The council “family” has sometimes attracted public criticism, but a Byzantine federal regulatory system has allowed it to function largely free of public pressure.

“With all the papers, people and scheduling, Council meetings can be pretty confusing to those who are new to the process,” the organization concedes on its website, but the Council has never made any real effort to make the meetings less so.

To keep the charter harvest down this year, charter anglers were banned from fishing on Wednesdays and some Tuesdays and further restricted to a seasonal catch limit of four fish. The restrictions are expected to take a significant bite out of the tourist economy in Homer and other south Kenai Peninsula communities.

The new rules come on top of a fish-and-a-half-limit previously imposed to limit anglers to one halibut of any size and one under 28 inches.

Angry anglers

The internet was lighting up over the weekend after Kodiak’s Erik Velsko posted on Facebook the photos of not only a tote full of the flatfish, but a video of the tote being unceremoniously dumped into a Trident Seafoods truck.

He added this comment:

“Anyone who cares about our natural resources right outside our door should be appalled at this. Yes, that’s a Trident truck and yes, those are baby halibut from one of their boats. It’s getting ridiculous, and it’s time to stop.”

The fish were what is called trawl “bycatch.” Federal regulations intended to remove the financial incentive for trawlers to target especially valuable fish such as halibut and salmon prevent the sale of that bycatch, but trawlers can still legally hand the fish over to processors to be ground into fish meal.

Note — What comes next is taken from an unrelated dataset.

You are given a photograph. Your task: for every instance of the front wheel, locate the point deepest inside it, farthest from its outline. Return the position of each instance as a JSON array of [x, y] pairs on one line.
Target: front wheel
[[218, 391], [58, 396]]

Fish meal is now big business.

The Marine Ingredients Organization in 2015 estimated “2,332,000 metric tons of fish meal can be shipped in a year from more than 30 countries in Europe, North and South America and Asia.”

The Alaska Seafood Marketing Institute, a body funded in part by the state, has been pushing for expansion of fish meal operations to dispose of both the waste of heads and organs from salmon processing and to use unmarketable fish species and bycatch.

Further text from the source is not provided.